Ward Committees 'Will Help Empower Local Communities'

Business Day (Johannesburg)
April 1, 2005 
Hopewell Radebe

IF WARD committees had been established five years ago to monitor and review municipalities' performances, communities would have had little excuse to destroy public infrastructure on the scale witnessed in Free State over the past 12 months.

Provincial and Local Government Minister Sydney Mufamadi says there are better ways to ensure public partici- pation in local government than have recently been experienced in places such as Harrismith, Phomolong, Kungwini and Westonaria, where residents went on the rampage after protesting about poor service delivery by municipalities.

The Municipal Structures Act provides for the political and administrative authorities of every municipality to create ward committees with tasks including the preparation, implementation and review of integrated development plans and the review of a municipality's performance management systems.

The act gives ward committees the authority to play an instrumental role in the formulation of a municipality's budget and to ensure that it is spent properly.

The ward committee model was drafted in response to years of public protests during the apartheid era, when the former government imposed municipal leaders on black communities.

However, in the first 10 years of democracy, elected public representatives have maintained the status quo, with councillors largely failing to regularly report back to their constituencies about development plans that are likely to improve their lives.

In short, Mufamadi says, although local government legislation provides for the establishment of ward committees that are supposed to articulate government policies to communities, the process has not been implemented properly.

"Without them, the country's system of government cannot be said to be rooted among the people," Mufamadi says.

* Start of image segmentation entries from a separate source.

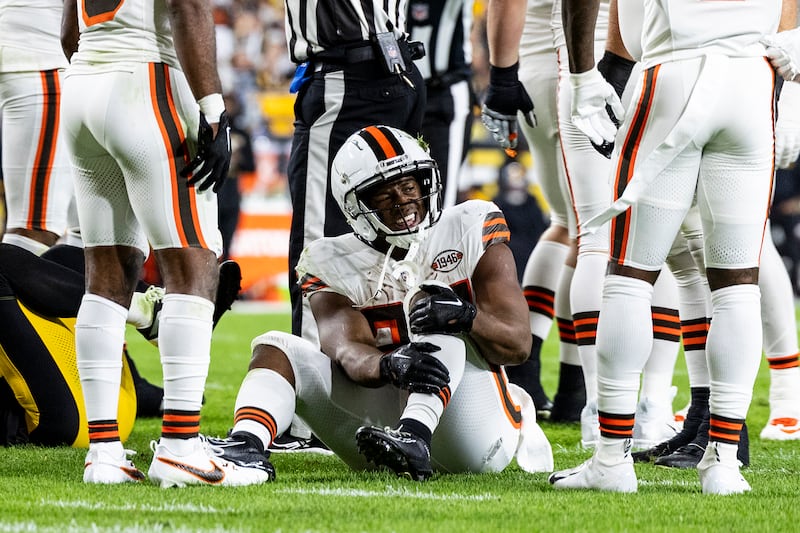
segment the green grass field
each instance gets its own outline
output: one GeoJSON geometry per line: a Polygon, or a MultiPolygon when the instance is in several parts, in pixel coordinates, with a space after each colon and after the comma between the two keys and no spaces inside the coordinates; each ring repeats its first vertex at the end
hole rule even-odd
{"type": "MultiPolygon", "coordinates": [[[[249,360],[250,340],[287,329],[285,314],[230,312],[214,334],[202,430],[224,435],[249,360]]],[[[157,352],[131,330],[129,348],[145,377],[160,383],[157,352]]],[[[681,358],[682,359],[682,358],[681,358]]],[[[543,353],[543,382],[553,394],[558,355],[554,336],[543,353]]],[[[675,374],[674,407],[688,401],[686,373],[675,374]]],[[[0,450],[0,531],[797,531],[800,441],[761,442],[768,416],[768,371],[762,365],[748,416],[753,487],[741,496],[703,496],[695,471],[636,465],[632,495],[561,492],[546,474],[515,464],[491,475],[437,475],[426,483],[389,473],[352,472],[335,457],[274,454],[274,483],[245,488],[162,490],[148,483],[90,486],[81,482],[84,450],[18,447],[0,450]]],[[[587,458],[577,424],[542,427],[556,468],[587,458]]],[[[127,448],[144,471],[160,421],[139,420],[127,448]]]]}

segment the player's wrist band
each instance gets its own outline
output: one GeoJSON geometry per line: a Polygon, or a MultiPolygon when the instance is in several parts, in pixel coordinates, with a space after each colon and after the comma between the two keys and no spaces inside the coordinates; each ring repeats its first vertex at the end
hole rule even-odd
{"type": "Polygon", "coordinates": [[[225,111],[225,100],[222,99],[222,95],[219,93],[206,95],[198,100],[197,104],[209,124],[219,122],[219,117],[225,111]]]}

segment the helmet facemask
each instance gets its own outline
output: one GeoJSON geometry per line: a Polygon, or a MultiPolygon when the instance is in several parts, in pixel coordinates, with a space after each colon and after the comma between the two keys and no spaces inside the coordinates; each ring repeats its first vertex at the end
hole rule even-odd
{"type": "Polygon", "coordinates": [[[425,230],[433,226],[441,216],[438,169],[432,163],[432,161],[415,162],[404,167],[401,172],[394,173],[393,176],[378,175],[353,189],[360,211],[356,218],[361,217],[366,220],[377,236],[383,236],[389,244],[408,248],[417,242],[425,230]],[[408,177],[413,178],[418,185],[419,197],[383,207],[370,205],[375,193],[382,186],[397,183],[408,177]],[[416,210],[413,209],[414,204],[417,205],[416,210]],[[409,217],[410,213],[416,214],[416,220],[403,220],[403,215],[409,217]],[[397,223],[392,223],[393,219],[396,219],[397,223]]]}
{"type": "Polygon", "coordinates": [[[361,130],[352,135],[339,151],[332,170],[334,197],[353,231],[366,242],[385,240],[389,245],[408,249],[419,242],[425,230],[441,216],[441,179],[436,162],[420,140],[403,131],[386,126],[361,130]],[[395,153],[391,157],[380,151],[376,153],[367,142],[372,136],[382,136],[384,143],[392,143],[395,153]],[[419,186],[418,199],[403,201],[399,205],[383,205],[380,209],[370,205],[369,200],[376,189],[409,176],[419,186]],[[405,206],[417,202],[425,213],[417,217],[416,223],[399,227],[401,224],[385,222],[391,220],[387,217],[402,219],[401,212],[413,211],[405,206]]]}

At a two-day conference on community participation in Midrand that ended on Wednesday, municipal leaders accepted that their means of communication and information dissemination to the people they served on matters of governance left much to be desired.

This, they say, has resulted in residents from previously disadvantaged communities taking part in protests that lead to self-defeating results when they turn violent.

Mufamadi concedes that "a lot more still needs to be done" by councillors. He says there are far too many municipalities that still lack adequate capacity to respond to their communities' needs.

"We know of instances where concrete municipal plans have been put in place but no effort was made to communicate such plans to the population.

"Our people have a right to expect improved performance by public representatives as well as by public servants who are in the employ of municipalities."

Councillors argue that citizens have an obligation to know the channels that need to be followed in order to table their concerns with organs of the democratic state.

Delegates agreed on a programme to enhance public participation in matters of governance, especially at local government level.

The conference resolved that municipalities should dedicate resources to encourage community participation, and portfolio committees in municipalities should call public hearings to solicit approval for development priorities.

Councillors also undertook to ensure that municipal economic and social development programmes were simplified and translated into all languages to empower communities to make meaningful contributions.

To ensure that these plans worked, the conference resolved to put pressure on all municipalities to establish "a dedicated department or unit in the speaker's office with a budget, staff, administrative support and a programme of action" to ensure that ward committees were functional.

According to delegates, part of the problem has been the fact that ward committee members are ordinary people who get no training to be effective in their role.

The delegates argue that capacity building and training efforts must be directed at ward committees to build on existing experiences and lessons learnt from municipalities that have so far done well in improving the competency of their committees.

The municipalities that have performed well and have established ward committees in the course of the past five years include Durban (Ethekwini Metro) and Port Elizabeth, which falls under the Nelson Mandela Bay Metro.